The Logistics Awards 2018 judging panel Q&A

With this year’s judging panel now revealed we ask each of the judges a question relating to the category they will be critiquing in a judging day in June before our awards gala extravaganza, to be held at The Swan, Shakespeare Globe on Thursday 20th September.

Gwynne Richards – founder, Apprise Consulting

Warehouse Efficiency Award judge

SHD: How big an impact will robotics and advanced machinery have in the next five years on the logistics market?

Gwynne Richards: I believe it will have a major impact as we see more and more companies adopting advanced technologies in order to meet their customers’ demanding requirements and as they strive to achieve the perfect order.

Warehouses are becoming more technologically advanced with vision systems, robotic arms, driverless vehicles and autonomous robots further facilitating goods to person strategies.

Another challenge will be how to handle redundancy of staff. A certain percentage will be upskilled however what happens to the remainder. This moral question will be a significant challenge to HR departments, companies and Governments worldwide as developing nations compete with those who are already established.

Kirsten Tisdale – consultant, Aricia Limited

New Facility Award judge

SHD: What questions are operators asking themselves before investing in a new or upgraded facility? Are they the right ones? If not, what should the questions and answers be behind such investments?

Kirsten Tisdale (KT): Last year in answering a question at this stage of the judging process, I looked very much ‘inside the box’. So this year, I’ve taken a look at some wider issues.

SHD: Planning for change starts with ‘what needs to be accommodated by when?’ But the opportunity can lie in ‘where’ and ‘who’, as much as in ‘how’ and ‘how much’:

KT: Is the location close enough to market? To deliver on time and reduce fuel for deliveries. Traditionally, property prices (along with land availability) in cities have distorted decisions in favour of out-of-town - this is starting to change.
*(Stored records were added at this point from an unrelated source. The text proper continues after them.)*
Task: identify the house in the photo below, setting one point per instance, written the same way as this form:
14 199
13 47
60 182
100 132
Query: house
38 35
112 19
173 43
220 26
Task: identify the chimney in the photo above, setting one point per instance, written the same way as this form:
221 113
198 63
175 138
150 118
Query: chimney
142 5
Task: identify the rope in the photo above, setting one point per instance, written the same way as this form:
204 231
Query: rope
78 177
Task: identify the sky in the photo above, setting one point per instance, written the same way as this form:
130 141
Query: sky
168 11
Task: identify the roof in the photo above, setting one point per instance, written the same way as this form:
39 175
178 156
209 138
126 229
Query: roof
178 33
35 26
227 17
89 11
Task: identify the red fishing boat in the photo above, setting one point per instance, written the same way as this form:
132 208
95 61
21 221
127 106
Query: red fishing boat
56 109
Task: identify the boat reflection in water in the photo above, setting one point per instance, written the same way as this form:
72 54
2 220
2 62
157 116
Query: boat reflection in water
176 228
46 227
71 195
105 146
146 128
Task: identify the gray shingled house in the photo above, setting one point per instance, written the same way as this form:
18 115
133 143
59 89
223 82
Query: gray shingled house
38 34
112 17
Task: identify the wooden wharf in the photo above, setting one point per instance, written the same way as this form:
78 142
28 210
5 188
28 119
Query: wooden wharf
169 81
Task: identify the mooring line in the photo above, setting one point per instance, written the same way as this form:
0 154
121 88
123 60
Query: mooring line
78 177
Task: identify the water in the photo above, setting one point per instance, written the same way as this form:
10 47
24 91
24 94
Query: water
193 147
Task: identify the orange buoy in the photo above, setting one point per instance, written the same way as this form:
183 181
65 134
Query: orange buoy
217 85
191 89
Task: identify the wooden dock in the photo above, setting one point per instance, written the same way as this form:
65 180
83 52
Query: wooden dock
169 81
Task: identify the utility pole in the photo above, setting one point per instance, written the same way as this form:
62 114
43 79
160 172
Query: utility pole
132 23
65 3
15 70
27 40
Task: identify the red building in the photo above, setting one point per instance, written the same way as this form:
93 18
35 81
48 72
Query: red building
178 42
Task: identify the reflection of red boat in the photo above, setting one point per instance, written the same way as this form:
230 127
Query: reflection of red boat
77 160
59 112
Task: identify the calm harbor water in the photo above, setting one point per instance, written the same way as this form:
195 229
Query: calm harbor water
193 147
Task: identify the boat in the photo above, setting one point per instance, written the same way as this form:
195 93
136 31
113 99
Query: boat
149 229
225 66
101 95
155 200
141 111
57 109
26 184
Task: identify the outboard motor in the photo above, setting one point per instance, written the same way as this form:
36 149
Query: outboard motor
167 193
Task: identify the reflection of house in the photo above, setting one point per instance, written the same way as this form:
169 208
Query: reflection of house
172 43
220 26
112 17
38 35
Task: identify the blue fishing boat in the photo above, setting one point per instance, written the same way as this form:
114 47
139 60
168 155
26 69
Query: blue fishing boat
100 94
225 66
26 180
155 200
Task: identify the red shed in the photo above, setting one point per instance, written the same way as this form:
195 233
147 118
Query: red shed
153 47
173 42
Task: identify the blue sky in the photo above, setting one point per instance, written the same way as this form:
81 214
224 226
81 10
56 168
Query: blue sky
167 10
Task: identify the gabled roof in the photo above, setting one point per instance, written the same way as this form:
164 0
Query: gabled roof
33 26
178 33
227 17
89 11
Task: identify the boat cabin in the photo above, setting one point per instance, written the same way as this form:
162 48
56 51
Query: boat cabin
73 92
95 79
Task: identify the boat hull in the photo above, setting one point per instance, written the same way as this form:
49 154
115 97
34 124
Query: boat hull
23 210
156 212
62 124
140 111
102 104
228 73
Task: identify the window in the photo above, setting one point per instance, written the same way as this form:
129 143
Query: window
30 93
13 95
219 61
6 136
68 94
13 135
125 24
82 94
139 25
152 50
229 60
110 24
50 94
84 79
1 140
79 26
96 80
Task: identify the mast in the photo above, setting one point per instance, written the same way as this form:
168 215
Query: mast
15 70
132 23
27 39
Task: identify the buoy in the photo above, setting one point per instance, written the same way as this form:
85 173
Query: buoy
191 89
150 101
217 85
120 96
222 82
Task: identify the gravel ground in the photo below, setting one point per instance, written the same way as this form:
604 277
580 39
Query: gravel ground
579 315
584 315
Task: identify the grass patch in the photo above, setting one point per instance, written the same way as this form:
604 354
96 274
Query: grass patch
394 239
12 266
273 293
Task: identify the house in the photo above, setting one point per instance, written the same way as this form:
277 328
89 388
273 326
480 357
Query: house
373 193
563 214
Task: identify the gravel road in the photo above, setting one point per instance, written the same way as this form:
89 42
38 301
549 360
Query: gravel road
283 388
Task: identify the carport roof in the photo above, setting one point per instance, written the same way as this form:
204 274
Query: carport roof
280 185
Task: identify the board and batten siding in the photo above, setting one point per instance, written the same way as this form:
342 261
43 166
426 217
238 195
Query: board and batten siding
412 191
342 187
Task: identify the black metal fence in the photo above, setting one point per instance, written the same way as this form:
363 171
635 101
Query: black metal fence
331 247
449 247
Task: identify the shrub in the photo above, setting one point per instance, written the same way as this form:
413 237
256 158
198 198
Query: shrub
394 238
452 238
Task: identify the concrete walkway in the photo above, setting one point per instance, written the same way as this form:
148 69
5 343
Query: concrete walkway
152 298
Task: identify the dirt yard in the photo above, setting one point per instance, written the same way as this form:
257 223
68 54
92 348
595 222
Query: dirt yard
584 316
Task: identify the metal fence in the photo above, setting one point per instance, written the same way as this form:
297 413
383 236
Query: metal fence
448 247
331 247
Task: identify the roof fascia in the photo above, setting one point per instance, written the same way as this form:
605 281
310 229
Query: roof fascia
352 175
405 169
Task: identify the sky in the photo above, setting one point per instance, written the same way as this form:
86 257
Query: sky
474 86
A more urban location may also mean access to a wider pool of potential staff.

Rob Riddleston – head of Transport & Logistics, Barclays Corporate Banking

Growth Award judge

SHD: Across many facets of the logistics market, from 3PLs, technology software through to last mile, there is strong competition. Has the intensity of competition heightened or has hindered a company’s rate of growth?

Rob Riddleston: Competition can only heighten company’s growth rates – at the end of the day the successful companies are those who adapt to customer needs, invest in new processes and staff ,  and adopt new technology.